The model for the velocity of a shuttle, from liftoff at t = 0 s until the solid rocket boosters were jettisoned at t = 50.2 s, is given by
v(t)=0.001495833t^3−0.089395t^2+18.86t−0.52 (in feet per second).
Using this model, estimate the absolute maximum value and absolute minimum value of the acceleration of the shuttle between liftoff and the jettisoning of the boosters.
just crank it out. The acceleration is
a(t) = 0.0044875t^2 - 0.17879t + 18.86
a(t) has a max/min when da/dt = 0
da/dt = 0.008975t - 0.17879
da/dt=0 at a=19.9209
a(10.9209) = 17.0792
Since a(t) is a parabola, there is no maximum value, but in the domain [0,50.2], the maximum value is
a(50.2) = 21.1934
To find the absolute maximum and minimum values of the acceleration, we need to consider the derivative of the velocity function. The derivative of a function represents the rate of change of that function.
Let's first find the derivative of the velocity function v(t). Taking the derivative of each term with respect to t:
v'(t) = 0.003491499t^2 - 0.17879t + 18.86
Now, v'(t) represents the acceleration function since it gives us the rate of change of velocity with respect to time. We can analyze this function to find the maximum and minimum values.
To find the critical points (where the acceleration could be maximum or minimum), we set v'(t) = 0 and solve for t:
0.003491499t^2 - 0.17879t + 18.86 = 0
This equation is a quadratic equation, which can be solved using the quadratic formula:
t = [-b ± √(b^2 - 4ac)] / (2a)
Here, a = 0.003491499, b = -0.17879, and c = 18.86.
Solving for t using the quadratic formula, we find two values of t:
t ≈ 28.72 s and t ≈ 84.59 s
Now, we need to check whether these critical points are within the range of our time interval (0 to 50.2 s).
Since 28.72 s falls within the range, we will consider it as a valid critical point. However, 84.59 s is beyond the given time interval, so we discard it from consideration.
To determine if the critical point at t = 28.72 s corresponds to a maximum or minimum value of acceleration, we can use the second derivative test.

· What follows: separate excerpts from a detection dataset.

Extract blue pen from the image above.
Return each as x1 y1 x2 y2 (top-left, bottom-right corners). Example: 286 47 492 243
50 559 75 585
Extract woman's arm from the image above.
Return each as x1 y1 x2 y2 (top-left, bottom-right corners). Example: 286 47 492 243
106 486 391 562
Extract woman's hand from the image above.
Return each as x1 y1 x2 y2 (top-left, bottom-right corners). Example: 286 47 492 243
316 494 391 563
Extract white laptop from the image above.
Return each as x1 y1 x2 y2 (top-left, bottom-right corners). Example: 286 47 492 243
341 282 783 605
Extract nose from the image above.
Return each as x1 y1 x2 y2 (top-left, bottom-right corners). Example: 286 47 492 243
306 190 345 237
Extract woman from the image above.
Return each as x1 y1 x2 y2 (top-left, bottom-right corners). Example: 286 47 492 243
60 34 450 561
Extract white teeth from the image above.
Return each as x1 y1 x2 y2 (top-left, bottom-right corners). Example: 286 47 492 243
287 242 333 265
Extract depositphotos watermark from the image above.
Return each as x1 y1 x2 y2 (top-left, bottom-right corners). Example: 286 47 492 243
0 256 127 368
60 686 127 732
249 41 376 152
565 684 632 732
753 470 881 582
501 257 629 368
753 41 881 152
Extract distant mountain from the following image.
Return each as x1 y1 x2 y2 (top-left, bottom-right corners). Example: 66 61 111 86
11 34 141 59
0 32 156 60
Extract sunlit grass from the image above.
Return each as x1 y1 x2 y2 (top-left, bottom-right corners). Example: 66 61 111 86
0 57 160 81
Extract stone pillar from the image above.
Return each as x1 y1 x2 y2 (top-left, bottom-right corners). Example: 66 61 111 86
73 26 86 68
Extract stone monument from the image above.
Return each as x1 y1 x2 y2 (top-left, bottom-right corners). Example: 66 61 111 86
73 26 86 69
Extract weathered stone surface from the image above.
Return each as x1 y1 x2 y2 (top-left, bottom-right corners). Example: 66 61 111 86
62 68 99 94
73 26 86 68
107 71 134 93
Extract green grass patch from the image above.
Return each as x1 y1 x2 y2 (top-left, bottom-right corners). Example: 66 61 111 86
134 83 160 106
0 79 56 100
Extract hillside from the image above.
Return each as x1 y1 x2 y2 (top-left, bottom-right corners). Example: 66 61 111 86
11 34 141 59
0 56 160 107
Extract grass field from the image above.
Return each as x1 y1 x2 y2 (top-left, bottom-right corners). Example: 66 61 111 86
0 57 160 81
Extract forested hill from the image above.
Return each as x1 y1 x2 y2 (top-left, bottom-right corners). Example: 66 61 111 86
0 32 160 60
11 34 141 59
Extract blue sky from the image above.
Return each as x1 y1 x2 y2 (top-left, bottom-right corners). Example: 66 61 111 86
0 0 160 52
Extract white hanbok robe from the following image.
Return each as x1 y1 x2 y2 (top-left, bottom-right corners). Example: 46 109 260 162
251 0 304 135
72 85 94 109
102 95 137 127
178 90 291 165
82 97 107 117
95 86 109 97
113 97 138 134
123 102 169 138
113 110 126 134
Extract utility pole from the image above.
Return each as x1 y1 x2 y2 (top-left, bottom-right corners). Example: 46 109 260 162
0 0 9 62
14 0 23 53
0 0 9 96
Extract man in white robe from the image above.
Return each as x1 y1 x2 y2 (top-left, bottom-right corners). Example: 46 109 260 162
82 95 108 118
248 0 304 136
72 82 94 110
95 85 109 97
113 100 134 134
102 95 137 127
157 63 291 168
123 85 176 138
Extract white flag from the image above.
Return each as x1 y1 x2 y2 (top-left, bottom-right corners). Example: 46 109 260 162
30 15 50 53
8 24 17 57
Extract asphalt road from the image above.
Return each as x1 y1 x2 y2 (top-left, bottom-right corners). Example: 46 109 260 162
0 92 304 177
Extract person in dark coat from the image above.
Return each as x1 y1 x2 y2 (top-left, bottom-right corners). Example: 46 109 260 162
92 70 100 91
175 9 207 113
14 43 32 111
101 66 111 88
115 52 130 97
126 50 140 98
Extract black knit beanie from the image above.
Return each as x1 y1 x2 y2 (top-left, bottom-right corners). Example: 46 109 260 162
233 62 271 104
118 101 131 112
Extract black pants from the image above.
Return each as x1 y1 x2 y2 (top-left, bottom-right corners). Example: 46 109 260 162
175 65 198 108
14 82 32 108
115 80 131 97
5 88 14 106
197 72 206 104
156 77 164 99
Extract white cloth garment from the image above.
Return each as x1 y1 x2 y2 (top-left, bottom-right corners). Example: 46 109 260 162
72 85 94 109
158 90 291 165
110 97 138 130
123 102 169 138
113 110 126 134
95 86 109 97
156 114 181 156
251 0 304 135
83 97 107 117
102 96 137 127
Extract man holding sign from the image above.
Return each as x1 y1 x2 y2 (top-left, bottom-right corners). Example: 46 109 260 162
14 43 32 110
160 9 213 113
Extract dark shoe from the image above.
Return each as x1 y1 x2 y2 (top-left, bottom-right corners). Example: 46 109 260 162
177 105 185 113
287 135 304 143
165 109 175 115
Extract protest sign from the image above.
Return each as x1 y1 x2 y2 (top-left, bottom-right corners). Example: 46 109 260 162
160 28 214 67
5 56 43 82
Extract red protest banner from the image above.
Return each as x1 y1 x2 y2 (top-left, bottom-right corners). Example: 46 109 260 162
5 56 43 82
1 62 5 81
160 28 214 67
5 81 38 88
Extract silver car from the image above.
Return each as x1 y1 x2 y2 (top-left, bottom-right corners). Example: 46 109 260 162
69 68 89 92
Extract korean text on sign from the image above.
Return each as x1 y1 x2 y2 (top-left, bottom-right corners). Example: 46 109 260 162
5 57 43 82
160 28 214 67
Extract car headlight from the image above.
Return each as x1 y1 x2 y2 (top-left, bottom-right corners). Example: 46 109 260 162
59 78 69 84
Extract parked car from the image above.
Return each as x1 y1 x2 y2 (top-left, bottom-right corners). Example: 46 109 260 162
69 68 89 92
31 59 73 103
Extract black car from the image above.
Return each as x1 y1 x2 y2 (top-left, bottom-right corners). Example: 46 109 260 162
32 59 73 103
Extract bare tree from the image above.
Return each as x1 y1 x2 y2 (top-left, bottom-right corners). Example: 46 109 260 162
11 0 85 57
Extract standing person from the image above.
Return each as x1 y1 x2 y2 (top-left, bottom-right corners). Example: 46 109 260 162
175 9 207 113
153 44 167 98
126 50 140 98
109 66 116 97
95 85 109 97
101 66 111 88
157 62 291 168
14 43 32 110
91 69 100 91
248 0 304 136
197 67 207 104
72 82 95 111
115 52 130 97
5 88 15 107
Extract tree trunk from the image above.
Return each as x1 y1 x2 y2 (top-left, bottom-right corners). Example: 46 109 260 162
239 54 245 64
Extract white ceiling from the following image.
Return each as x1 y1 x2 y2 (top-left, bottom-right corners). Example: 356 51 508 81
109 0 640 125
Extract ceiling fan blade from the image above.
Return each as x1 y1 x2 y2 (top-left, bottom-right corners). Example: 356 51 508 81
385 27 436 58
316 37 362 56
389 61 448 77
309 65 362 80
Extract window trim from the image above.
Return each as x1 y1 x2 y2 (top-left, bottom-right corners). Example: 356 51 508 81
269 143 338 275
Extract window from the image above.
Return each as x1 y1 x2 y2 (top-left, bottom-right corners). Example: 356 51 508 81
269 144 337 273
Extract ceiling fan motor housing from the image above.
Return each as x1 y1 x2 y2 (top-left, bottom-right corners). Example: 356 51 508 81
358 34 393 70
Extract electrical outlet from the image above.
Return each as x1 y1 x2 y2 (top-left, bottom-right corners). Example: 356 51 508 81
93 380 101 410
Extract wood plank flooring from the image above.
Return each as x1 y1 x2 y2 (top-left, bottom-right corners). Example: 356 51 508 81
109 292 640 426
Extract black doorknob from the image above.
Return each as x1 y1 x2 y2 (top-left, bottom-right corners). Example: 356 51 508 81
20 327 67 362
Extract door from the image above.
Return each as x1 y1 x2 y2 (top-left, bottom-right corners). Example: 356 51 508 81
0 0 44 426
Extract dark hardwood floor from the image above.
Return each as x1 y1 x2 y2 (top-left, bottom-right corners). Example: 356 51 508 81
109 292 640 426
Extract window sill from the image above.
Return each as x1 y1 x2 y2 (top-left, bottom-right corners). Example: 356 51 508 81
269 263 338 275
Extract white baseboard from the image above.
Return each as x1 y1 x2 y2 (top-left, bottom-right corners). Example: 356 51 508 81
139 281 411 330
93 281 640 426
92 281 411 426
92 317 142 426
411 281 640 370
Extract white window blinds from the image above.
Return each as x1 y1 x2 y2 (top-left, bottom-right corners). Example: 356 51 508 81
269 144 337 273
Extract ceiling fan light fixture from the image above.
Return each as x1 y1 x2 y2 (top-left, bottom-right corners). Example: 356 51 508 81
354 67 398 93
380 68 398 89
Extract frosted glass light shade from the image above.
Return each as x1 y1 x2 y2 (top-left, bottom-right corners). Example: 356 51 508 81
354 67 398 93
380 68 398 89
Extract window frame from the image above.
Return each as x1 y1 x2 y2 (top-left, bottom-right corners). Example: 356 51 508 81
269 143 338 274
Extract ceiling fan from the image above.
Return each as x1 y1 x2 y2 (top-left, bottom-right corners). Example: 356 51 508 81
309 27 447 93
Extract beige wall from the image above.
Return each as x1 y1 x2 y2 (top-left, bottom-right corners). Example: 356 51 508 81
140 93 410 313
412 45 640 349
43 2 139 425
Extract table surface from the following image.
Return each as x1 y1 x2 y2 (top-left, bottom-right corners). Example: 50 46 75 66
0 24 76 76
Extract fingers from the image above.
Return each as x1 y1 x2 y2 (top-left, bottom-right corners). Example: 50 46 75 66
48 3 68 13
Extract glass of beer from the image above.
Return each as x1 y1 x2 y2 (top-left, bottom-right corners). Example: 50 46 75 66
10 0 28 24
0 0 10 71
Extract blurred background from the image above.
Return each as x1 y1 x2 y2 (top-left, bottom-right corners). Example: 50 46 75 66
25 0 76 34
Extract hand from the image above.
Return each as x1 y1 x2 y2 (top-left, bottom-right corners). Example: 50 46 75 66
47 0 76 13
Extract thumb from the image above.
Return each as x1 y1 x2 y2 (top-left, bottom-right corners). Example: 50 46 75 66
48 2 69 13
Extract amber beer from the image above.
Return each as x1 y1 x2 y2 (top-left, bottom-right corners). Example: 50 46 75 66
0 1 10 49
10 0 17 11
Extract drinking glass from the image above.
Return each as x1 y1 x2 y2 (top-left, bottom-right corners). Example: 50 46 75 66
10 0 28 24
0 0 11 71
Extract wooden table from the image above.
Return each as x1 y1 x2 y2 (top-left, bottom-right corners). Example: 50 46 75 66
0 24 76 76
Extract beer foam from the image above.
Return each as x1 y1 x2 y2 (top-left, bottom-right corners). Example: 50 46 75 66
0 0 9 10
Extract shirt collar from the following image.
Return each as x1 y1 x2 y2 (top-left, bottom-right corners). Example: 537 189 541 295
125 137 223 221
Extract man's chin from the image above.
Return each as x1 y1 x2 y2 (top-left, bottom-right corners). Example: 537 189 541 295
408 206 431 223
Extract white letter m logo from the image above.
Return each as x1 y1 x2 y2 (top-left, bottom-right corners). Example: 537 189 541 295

We need to find the second derivative of the velocity function:
v''(t) = 0.006982998t - 0.17879
Set v''(t) = 0 and solve for t:
0.006982998t - 0.17879 = 0
Simplifying, we find:
t ≈ 25.63 s
Since 25.63 s falls within the given time interval (0 to 50.2 s), we will consider it as a valid critical point.
Now, we can find the values of acceleration at the critical points.
Substitute t = 28.72 s into v'(t) to find the acceleration at this point:
v'(28.72) ≈ -0.2172 ft/s^2
Similarly, substitute t = 25.63 s into v'(t):
v'(25.63) ≈ 1.0153 ft/s^2
Hence, the absolute maximum value of acceleration occurs at approximately t = 25.63 s, with a value of about 1.0153 ft/s^2. The absolute minimum value of acceleration occurs at approximately t = 28.72 s, with a value of about -0.2172 ft/s^2.